Automatically construct / infer / sense bigquery schema

Update: BigQuery adds schema auto-detection (2019-06-22)

BigQuery now offers a schema auto-detection features making the work I had done below no longer necessary.

Original Post

BigQuery is a phenomenal tool for analyzing large datasets. It enables you to upload large datasets and perform sophisticated SQL queries on millions of rows in seconds. Moreover, it can be integrated with R using BigRQuery, which can be used to interact with bigquery using some of the functions in dplyr.

It is easy to upload datasets to bigquery, although it requires you to specify a schema. If you have a lot of columns in a dataset this can be a pain to do manually - so I wrote a script to automate the process. The script automatically determines the variable types within the first 500 rows of a tab-delimited dataset.
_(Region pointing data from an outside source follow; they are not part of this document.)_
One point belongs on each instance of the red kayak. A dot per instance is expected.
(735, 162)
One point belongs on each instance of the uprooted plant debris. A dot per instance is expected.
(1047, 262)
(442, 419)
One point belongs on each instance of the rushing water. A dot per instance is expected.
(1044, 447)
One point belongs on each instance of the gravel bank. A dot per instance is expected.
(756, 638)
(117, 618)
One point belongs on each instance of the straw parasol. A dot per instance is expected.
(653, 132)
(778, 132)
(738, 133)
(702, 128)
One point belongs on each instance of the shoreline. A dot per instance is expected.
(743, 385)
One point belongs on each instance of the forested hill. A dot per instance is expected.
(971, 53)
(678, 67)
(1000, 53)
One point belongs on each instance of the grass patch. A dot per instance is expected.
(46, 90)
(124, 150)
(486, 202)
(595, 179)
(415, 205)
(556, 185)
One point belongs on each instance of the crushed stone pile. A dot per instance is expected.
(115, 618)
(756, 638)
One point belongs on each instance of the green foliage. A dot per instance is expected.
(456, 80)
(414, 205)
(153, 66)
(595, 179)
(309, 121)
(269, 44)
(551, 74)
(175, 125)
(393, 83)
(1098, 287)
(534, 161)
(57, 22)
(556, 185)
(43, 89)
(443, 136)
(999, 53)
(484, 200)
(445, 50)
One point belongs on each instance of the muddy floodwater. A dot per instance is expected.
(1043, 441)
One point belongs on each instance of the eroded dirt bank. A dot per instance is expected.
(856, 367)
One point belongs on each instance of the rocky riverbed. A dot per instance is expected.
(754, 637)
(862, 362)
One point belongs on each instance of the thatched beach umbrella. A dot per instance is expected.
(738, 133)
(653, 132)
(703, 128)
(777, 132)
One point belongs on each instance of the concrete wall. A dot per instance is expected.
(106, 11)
To get started, download the python script below and save it as schema.py.

import mimetypes
import sys
from collections import OrderedDict

filename = sys.argv[1]

def file_type(filename):
    type = mimetypes.guess_type(filename)
    return type

filetype = file_type(filename)[1]
if filetype == "gzip":
    import gzip
    readfile = gzip.GzipFile(filename, 'r')
else:
    readfile = open(filename,'r')

with readfile as f:
    header = next(f).strip().split("\t")
    lines = [dict(zip(header,next(f).strip().split("\t"))) for x in xrange(50000)]

schema = OrderedDict(zip(header, [bool]*len(header)))
def boolify(s):
    if s == 'True' or s == "TRUE" or s == "T":
        return True
    if s == 'False' or s == "FALSE" or s == "F":
        return False
    raise ValueError("huh?")

def autoconvert(s):
    for fn in (boolify, int, float):
        try:
            return fn(s)
        except ValueError:
            pass
    return s

type_precedence = {str:0, float:1, int:2,bool:3}
type_map = {str:"STRING", float:"FLOAT", int:"INTEGER", bool:"BOOLEAN"}

# Sense header
for line in lines:
    for k,v in line.items():
        if v == "" or v == ".":
            pass
        else:
            sense_type = type(autoconvert(v))
            if schema[k] == sense_type or schema[k] == str:
                pass
            elif type_precedence[schema[k]] > type_precedence[sense_type]:
                schema[k] = sense_type

print ','.join([ k.replace("/","_") + ":" + type_map[v] for k,v in schema.items()])

Usage

Save the gist as a script and run it as follows:

python schema.py <file>

The script supports plain text and gzipped files (which bigquery can load).

Output Example

CHROM:STRING,POS:INTEGER,REF_Original:STRING,ALT_Change:STRING,avg_cover:FLOAT,spikein_snvfrac:FLOAT,maxfrac:FLOAT,in_spikein:BOOLEAN,in_varset:BOOLEAN

Note that support for RECORD and TIMESTAMP fieldtypes is not supported.